Unlike RNA sequencing, NanoString technology avoids amplification. “Amplification introduces a lot of potential errors and variability,” informs Dr. Cesano. “When you avoid amplification, you count only what is actually present in your sample.”
“When developing assays not just for research but also for clinical use, control of variability becomes extremely important,” she emphasizes.
The nCounter instrument carries out assays in a standardized and regulated manner limiting human interaction, which is also important for controlling variability and developing robust, reproducible assays.
“Unfortunately, the value precision medicine tools bring to the clinic has not been fully recognized from the reimbursement part of the world, ” sighs Dr. Cesano. Until that happens, the implementation of precision medicine will be spotty.
Autoantibody Discovery Using High-Throughput Screening
Diagnostic biomarkers are powerful decision-making tools that can enable more accurate diagnoses and better disease stratification for improved clinical management of patients. One class of biomarkers are autoantibodies (AAB), which are expressed early in a number of autoimmune diseases and can be indicative of disease stage and severity.
The human autoimmune profile covers a huge number of AABs, which provide an enormous resource to identify novel marker candidates. This resource can be utilized for the better identification of diagnostic biomarkers allowing for the improved stratification of patients based upon their disease profile.
Autoimmune diseases are influenced by a range of factors, meaning it is unlikely that a single given biomarker will be useful for patient stratification.

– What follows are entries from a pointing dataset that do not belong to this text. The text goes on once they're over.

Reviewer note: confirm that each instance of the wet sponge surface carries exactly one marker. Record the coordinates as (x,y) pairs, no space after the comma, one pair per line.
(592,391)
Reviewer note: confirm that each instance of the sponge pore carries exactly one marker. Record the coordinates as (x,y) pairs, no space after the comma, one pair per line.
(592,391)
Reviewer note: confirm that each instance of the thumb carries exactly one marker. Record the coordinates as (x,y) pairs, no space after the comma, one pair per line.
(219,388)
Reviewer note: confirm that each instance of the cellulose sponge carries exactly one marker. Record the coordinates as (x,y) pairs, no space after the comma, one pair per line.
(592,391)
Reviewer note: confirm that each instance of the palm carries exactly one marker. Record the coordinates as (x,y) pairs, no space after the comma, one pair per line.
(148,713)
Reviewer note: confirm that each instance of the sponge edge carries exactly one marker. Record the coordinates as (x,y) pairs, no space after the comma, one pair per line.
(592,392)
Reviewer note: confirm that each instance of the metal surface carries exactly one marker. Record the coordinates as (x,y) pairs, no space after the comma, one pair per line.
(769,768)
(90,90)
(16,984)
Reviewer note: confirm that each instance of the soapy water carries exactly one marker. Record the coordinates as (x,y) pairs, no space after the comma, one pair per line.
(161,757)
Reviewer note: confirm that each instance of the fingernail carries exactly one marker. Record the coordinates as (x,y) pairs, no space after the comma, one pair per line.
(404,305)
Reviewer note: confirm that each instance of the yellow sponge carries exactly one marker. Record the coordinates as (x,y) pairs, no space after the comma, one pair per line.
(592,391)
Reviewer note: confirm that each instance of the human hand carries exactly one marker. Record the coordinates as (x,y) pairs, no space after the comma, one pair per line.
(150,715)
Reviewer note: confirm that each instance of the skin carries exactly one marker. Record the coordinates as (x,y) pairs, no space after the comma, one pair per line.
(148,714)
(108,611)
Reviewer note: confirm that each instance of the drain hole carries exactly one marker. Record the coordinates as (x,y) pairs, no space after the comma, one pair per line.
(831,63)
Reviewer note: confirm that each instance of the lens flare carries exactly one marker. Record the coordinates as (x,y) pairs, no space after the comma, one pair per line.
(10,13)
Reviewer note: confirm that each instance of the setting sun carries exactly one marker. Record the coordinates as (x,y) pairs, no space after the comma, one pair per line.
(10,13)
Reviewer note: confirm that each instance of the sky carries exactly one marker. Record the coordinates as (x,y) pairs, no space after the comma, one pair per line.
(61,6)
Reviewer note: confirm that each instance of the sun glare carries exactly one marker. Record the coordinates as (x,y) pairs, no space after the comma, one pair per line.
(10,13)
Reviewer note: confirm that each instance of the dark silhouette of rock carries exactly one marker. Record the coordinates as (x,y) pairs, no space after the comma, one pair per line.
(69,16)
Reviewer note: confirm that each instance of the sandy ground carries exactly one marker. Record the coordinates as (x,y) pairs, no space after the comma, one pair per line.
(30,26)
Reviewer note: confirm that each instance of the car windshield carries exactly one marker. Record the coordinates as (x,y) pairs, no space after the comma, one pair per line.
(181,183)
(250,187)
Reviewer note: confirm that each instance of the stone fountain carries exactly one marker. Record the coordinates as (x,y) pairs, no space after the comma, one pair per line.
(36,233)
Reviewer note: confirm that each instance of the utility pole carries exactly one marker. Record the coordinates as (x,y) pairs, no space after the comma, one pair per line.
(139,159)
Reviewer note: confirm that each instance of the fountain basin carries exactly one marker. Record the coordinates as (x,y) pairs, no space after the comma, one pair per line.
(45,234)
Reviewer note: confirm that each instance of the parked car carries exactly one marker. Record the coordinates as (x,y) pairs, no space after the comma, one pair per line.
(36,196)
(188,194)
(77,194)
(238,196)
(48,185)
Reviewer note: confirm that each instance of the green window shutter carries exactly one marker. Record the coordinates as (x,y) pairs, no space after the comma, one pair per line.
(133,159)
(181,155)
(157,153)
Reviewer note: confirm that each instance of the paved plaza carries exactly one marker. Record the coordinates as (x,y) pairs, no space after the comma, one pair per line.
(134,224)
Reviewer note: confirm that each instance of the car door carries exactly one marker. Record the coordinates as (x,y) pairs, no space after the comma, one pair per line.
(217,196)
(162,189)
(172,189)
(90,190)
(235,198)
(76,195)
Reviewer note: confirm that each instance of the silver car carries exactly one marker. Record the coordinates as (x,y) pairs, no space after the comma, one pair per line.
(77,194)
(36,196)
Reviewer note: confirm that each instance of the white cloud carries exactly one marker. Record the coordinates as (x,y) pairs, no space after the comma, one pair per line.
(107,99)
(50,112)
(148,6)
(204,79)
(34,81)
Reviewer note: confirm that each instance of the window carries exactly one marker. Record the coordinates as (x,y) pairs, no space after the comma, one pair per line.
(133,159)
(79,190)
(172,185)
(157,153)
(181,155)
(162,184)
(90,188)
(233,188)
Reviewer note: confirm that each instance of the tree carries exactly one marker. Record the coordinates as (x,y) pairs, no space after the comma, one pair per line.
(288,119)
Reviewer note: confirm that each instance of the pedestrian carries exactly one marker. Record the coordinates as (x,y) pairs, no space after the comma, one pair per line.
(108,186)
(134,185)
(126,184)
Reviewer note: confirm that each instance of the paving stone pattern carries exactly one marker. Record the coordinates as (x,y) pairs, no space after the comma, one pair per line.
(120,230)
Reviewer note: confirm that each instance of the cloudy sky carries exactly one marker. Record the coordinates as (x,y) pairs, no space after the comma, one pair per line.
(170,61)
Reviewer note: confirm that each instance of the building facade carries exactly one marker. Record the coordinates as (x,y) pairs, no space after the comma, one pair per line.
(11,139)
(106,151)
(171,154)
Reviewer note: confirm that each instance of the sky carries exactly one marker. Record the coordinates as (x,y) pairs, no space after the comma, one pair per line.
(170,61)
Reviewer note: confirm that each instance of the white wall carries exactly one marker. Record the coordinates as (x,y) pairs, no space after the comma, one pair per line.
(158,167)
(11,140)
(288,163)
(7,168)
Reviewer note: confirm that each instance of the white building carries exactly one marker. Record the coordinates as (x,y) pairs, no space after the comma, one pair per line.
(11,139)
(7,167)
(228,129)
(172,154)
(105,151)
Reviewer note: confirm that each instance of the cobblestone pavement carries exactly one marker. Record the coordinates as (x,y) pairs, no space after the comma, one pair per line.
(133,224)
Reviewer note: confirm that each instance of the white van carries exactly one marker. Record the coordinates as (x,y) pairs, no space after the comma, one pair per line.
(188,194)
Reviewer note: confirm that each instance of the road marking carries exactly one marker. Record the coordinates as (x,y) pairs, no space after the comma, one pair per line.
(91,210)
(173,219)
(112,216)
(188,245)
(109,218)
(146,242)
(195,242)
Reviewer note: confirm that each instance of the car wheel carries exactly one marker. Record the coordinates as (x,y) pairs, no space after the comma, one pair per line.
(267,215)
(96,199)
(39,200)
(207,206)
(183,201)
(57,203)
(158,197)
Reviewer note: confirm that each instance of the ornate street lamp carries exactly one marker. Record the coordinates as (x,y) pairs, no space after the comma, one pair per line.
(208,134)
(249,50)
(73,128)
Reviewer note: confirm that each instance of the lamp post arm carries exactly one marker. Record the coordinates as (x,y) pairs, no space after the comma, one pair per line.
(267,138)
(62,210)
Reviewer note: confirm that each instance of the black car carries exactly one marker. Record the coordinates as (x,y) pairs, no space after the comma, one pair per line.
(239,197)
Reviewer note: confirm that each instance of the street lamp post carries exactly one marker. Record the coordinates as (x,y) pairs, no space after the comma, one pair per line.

“Researchers, therefore, are utilizing multiple biomarker identification tools such as Protagen’s SeroTag® biomarker development engine for the high-throughput screening of AABs in autoimmune diseases such as systemic lupus erythematosus (SLE), systemic sclerosis (SSc), and rheumatoid arthritis (RA),” said Peter Schulz-Knappe, M.D., CSO of Protagen Diagnostics. “In one study, investigators used thousands of human autoantigens to develop a comprehensive landscape by which disease subgroups could be identified, based upon their highly differentiated autoantibody signature.”
Screening over 4,000 serum samples, a bead-based suspension array was coupled with advanced data mining to identify novel autoantibodies for SLE, SSc, and RA. Researchers also found that patients fell into one of two categories; either belonging to clusters defined by particular characteristic markers, or phenotypically overlapping with one another.
“Such technologies present a highly valuable tool for novel biomarker discovery, which will enable earlier diagnosis, differential diagnosis, and disease subgrouping,” added Dr. Schulz-Knappe.